Following up behind the tanks and infantry we went as far as Ribecourt. Here, who should I meet but my old teacher Mr. Hoggins. I never thought to see him out here. I later wrote to my sister about him. She then wrote back to say that she didn’t think he would be out there very long as he suffered from rheumatic fever. Anyhow, it wasn’t long before he was invalided home. On one leave I took him home an 18lb. shell (live) but with no corrector on it. I often wondered about it, he used it as a door stop.
While at Ribecourt, I noticed a marquee at the back of the line. It was well camouflaged, so being nosey I went in and had a look to see what was happening. Inside was a “Red Hat” interrogating a German prisoner. I heard that this German had swallowed secrets, so they gave him something which caused him to pass it out within half an hour, which I later heard he did. What the secret was I never found out.
We were still at Hermies when we saw the Canadian cavalry advancing. They moved forward towards Havrincourt and Bourlon Wood. They looked grand with new equipment. The never really had a chance charging against barb wire and machine guns. I believe most were wiped out. There was also South African cavalry with them, they too didn’t last long.
We were known as the “flying artillery”, because if an attack needed support we would be sent up. Mind you we always managed a rum ration before going up.
1918 saw us taking over from the South Africans, who had had a bad time and then a little later we took over from the Portuguese. Going back to drinking rum reminded me of the time I had my rum ration and the fellow’s next to me as he didn’t drink. I drank it out of a cap of an 18lb shell. I quickly passed out. The other lads put me on a duck board. An officer came galloping up to ask what was wrong. “Oh he’s ill” said Jack Norton, “We’ll take him down to the C.C.S.” Anyway they didn’t and the next day I was really ill. The rum tasted and looked like treacle, it hadn’t done me any good at all.
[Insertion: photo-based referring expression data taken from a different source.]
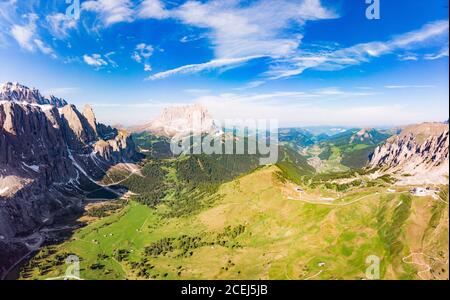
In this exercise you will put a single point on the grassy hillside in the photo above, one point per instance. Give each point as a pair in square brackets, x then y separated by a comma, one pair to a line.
[260, 227]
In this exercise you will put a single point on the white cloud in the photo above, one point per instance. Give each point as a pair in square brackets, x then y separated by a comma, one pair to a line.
[44, 49]
[136, 57]
[111, 11]
[23, 34]
[410, 86]
[142, 53]
[59, 25]
[95, 60]
[252, 30]
[442, 53]
[408, 57]
[195, 68]
[27, 37]
[152, 9]
[338, 59]
[240, 31]
[62, 91]
[147, 68]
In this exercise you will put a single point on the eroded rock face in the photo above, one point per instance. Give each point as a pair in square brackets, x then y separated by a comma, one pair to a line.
[420, 151]
[20, 93]
[180, 121]
[48, 155]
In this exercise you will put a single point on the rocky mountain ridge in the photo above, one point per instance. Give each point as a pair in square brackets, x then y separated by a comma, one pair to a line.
[180, 121]
[16, 92]
[51, 157]
[419, 153]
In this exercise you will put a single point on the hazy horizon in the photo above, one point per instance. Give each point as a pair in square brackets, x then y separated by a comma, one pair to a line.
[308, 63]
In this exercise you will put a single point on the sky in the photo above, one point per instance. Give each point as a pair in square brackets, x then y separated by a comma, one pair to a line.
[303, 62]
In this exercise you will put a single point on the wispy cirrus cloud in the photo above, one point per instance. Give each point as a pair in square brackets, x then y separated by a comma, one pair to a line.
[60, 25]
[111, 11]
[409, 86]
[95, 60]
[240, 31]
[360, 53]
[27, 37]
[195, 68]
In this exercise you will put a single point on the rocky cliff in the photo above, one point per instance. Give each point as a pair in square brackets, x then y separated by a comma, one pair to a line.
[51, 157]
[181, 121]
[419, 154]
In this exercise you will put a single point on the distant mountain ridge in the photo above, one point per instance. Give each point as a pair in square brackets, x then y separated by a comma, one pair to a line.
[420, 152]
[180, 121]
[16, 92]
[50, 158]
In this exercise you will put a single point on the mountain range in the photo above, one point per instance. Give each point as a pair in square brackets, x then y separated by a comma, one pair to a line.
[59, 164]
[50, 157]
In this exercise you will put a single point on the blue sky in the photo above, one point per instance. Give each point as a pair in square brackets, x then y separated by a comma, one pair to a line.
[304, 62]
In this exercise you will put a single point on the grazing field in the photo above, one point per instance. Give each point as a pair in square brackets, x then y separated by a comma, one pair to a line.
[259, 229]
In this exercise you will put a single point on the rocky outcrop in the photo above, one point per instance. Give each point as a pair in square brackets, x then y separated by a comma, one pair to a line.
[117, 149]
[420, 152]
[19, 93]
[180, 121]
[50, 159]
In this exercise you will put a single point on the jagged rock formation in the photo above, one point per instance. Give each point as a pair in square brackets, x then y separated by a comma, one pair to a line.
[180, 121]
[17, 92]
[419, 153]
[50, 158]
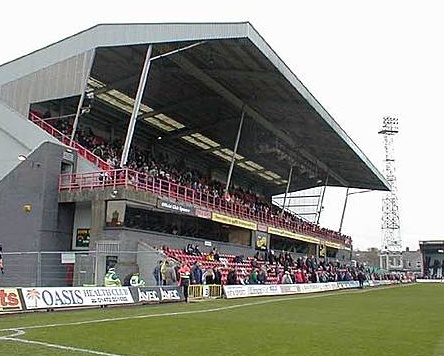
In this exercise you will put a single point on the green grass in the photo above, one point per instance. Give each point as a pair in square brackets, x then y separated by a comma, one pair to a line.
[400, 320]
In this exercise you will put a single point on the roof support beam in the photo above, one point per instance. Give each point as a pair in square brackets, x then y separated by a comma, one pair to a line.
[136, 107]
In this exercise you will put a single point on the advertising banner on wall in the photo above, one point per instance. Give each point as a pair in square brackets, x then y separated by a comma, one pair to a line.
[115, 212]
[9, 300]
[177, 207]
[54, 297]
[162, 294]
[230, 220]
[240, 291]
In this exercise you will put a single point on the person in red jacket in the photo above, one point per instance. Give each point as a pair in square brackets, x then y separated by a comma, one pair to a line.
[184, 279]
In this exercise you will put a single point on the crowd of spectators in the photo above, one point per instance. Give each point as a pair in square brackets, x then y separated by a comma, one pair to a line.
[176, 171]
[283, 269]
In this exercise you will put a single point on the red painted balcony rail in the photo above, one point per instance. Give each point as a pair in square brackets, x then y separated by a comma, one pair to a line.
[82, 151]
[130, 179]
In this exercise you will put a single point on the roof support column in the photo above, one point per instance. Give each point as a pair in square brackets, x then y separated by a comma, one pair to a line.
[321, 201]
[137, 101]
[286, 190]
[233, 158]
[343, 209]
[82, 96]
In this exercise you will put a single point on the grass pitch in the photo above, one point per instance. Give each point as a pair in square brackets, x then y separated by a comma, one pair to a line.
[401, 320]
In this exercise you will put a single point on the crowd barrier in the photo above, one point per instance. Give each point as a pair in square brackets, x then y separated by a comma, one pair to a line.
[38, 298]
[199, 291]
[255, 290]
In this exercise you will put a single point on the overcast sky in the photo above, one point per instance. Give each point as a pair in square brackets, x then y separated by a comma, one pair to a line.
[361, 62]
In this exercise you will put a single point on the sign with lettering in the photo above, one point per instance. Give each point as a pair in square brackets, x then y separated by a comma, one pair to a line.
[230, 220]
[49, 298]
[9, 300]
[158, 294]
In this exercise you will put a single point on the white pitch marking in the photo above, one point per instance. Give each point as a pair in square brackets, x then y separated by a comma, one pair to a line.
[146, 316]
[56, 346]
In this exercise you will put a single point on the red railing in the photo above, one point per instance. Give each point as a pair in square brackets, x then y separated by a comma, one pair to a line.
[82, 151]
[130, 179]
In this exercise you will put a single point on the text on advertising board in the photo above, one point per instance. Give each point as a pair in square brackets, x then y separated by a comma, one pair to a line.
[9, 300]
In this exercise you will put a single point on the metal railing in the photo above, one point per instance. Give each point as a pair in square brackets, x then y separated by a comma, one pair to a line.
[82, 151]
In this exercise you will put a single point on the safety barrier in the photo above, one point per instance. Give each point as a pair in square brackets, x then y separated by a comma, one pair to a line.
[204, 291]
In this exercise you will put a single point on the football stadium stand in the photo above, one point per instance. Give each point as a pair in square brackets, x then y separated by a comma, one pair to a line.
[127, 137]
As March 1918 came we were driven back by the German advance but our turn came to push him back. We were told that the Germans were destroying all their guns and materials by General Plummer and that we would win and as it happened so we finally did.
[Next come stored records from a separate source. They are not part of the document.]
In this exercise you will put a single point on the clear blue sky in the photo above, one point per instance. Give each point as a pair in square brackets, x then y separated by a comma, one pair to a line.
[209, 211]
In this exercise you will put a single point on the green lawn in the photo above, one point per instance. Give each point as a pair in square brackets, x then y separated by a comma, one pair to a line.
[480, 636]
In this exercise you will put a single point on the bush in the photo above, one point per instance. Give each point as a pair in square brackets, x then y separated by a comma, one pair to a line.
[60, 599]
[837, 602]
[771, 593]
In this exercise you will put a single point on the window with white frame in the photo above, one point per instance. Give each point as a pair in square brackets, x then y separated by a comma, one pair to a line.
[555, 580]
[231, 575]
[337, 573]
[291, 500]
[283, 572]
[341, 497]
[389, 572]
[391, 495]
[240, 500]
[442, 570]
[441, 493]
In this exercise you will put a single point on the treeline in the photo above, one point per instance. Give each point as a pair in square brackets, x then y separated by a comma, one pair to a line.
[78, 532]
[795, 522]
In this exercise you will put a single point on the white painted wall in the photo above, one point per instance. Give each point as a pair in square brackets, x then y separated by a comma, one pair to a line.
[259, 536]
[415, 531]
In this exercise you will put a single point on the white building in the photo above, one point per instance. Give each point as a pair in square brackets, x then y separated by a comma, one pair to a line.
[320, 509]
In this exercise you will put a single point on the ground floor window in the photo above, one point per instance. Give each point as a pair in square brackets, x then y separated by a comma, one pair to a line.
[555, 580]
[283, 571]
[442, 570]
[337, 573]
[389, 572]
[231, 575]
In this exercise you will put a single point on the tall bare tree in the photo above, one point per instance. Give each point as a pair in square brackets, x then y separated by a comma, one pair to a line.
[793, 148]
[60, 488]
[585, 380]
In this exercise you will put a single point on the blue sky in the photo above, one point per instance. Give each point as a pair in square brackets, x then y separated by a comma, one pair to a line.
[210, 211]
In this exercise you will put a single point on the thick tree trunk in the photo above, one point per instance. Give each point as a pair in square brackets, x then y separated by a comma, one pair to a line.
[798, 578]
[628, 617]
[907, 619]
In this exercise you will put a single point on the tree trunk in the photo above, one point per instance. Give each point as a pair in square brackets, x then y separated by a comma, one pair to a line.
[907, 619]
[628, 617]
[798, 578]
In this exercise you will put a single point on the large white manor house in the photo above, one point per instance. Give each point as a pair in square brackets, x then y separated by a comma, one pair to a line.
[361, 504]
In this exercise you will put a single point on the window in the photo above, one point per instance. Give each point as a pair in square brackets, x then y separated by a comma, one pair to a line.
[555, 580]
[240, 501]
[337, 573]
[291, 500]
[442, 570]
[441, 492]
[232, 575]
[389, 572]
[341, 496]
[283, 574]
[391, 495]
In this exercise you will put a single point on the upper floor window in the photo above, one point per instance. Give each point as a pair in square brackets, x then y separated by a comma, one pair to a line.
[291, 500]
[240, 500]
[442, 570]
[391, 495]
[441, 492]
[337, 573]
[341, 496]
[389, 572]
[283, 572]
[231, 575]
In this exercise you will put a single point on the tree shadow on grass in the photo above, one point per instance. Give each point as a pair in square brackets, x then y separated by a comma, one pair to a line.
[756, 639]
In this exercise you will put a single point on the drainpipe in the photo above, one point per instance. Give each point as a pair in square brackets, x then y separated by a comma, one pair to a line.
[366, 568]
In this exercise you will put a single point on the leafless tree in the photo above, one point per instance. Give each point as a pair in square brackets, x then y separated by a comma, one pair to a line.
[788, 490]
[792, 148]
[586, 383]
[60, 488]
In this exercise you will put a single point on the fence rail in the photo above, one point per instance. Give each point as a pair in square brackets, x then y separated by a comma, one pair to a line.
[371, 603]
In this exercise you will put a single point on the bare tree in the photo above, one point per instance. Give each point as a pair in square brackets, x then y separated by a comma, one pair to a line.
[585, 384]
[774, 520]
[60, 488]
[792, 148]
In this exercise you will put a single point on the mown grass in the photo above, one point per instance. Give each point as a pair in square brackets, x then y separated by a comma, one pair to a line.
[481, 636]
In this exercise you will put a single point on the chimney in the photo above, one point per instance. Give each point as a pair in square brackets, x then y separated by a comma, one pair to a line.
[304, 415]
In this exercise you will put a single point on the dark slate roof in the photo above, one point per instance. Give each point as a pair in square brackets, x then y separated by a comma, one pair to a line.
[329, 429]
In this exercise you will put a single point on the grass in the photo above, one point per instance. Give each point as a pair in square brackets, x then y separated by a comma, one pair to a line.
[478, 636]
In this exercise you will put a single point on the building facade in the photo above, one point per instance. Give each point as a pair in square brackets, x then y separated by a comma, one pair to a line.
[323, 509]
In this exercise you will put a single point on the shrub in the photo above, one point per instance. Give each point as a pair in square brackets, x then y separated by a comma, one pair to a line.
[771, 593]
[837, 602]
By November 1918 we had matched and pushed the Germans back into Belgium. We finished up at a place called Courtrai. Here I met a Belgium woman who told me that the Germans were a dirty lot and had left their things all over the place. I came across another Belgium, this time a man and his son who had lived all during the time the Germans had occupied his village underground.
One night the church at Courtrai was a blaze of light. Jack Norton and I wondered what was up. Suddenly a man came over and told us that the war was over. I had never been so glad in all my days.
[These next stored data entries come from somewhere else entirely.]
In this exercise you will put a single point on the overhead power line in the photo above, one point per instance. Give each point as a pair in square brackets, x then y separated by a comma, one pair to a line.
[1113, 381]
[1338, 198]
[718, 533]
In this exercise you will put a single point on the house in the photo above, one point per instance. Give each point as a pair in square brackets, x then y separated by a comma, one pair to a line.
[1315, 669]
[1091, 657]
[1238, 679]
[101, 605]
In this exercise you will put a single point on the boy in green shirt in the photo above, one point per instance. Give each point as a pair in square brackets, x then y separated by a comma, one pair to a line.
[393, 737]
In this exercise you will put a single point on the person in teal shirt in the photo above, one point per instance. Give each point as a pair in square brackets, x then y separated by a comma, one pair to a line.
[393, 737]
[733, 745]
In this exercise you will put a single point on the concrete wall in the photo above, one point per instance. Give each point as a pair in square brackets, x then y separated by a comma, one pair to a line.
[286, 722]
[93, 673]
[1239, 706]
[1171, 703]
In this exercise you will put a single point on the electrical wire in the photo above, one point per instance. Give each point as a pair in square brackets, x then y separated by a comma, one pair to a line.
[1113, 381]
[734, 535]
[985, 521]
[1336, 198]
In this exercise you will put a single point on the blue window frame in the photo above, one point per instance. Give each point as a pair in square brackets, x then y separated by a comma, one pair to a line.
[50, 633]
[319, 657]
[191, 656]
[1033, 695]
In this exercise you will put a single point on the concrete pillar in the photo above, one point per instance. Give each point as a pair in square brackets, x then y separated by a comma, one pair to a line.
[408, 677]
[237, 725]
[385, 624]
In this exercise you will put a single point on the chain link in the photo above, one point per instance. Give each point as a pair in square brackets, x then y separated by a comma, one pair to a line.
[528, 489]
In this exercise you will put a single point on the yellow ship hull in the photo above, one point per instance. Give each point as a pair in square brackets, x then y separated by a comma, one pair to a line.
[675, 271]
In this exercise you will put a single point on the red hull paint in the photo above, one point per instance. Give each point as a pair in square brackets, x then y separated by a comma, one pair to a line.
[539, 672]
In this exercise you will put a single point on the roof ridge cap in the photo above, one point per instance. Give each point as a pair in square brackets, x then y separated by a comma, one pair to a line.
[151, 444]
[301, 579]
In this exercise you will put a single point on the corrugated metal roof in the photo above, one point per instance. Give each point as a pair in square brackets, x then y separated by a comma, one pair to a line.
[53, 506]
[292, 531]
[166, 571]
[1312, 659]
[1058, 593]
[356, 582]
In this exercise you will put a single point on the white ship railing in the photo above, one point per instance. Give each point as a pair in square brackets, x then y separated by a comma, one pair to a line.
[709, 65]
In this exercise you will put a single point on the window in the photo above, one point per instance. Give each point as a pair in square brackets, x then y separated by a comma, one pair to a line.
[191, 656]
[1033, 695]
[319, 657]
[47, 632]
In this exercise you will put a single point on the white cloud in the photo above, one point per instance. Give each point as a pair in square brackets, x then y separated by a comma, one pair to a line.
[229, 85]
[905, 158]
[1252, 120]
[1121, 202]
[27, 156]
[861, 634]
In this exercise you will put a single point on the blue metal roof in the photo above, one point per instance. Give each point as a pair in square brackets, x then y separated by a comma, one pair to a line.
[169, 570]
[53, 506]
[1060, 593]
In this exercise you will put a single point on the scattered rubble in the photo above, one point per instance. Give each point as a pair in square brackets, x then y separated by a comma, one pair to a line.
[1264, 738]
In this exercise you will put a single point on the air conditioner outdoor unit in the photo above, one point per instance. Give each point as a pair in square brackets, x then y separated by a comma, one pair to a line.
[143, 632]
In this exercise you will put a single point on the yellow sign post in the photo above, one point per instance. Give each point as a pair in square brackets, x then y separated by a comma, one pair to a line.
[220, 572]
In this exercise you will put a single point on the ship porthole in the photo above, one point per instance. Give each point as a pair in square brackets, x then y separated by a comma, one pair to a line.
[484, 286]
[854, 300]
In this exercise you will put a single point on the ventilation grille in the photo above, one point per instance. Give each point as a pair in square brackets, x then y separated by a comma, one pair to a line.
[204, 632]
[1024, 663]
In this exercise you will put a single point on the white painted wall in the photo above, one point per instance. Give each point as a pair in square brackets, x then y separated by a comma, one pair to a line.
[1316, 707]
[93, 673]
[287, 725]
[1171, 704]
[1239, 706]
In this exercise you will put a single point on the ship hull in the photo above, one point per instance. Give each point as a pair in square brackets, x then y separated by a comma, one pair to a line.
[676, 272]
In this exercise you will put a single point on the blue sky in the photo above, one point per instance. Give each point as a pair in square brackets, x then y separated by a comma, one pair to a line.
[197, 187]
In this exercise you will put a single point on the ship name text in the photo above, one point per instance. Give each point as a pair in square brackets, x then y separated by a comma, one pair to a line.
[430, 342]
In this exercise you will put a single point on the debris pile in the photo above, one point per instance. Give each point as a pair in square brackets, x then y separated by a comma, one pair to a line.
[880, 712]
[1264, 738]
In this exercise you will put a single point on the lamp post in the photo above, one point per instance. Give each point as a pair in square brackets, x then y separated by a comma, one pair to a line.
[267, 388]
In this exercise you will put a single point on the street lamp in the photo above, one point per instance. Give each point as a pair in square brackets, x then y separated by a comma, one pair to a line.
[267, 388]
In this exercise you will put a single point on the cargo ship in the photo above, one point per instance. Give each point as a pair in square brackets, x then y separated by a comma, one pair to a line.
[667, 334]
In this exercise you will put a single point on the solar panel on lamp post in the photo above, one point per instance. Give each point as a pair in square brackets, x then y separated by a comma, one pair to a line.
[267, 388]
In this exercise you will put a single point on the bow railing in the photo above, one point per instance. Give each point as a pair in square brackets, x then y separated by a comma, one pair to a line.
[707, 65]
With the war now ended, we went forward into Germany. Wagon loads of goods stocked up high passed us going in the opposite direction – War loot! Germany was a very clean country and here I spent the next two years as part of the Army of occupation. I had quite a good time while in Germany and I remember visiting Cologne Cathedral, it was a lovely old building. Inside was a notice in English and French which read “Beware of pickpockets”.
1921 saw my last days in the army, as we were at last relived. The Regiment that relived us were the Guards, all very smart as none had been in the war. So from Germany it was back to England to be demobbed.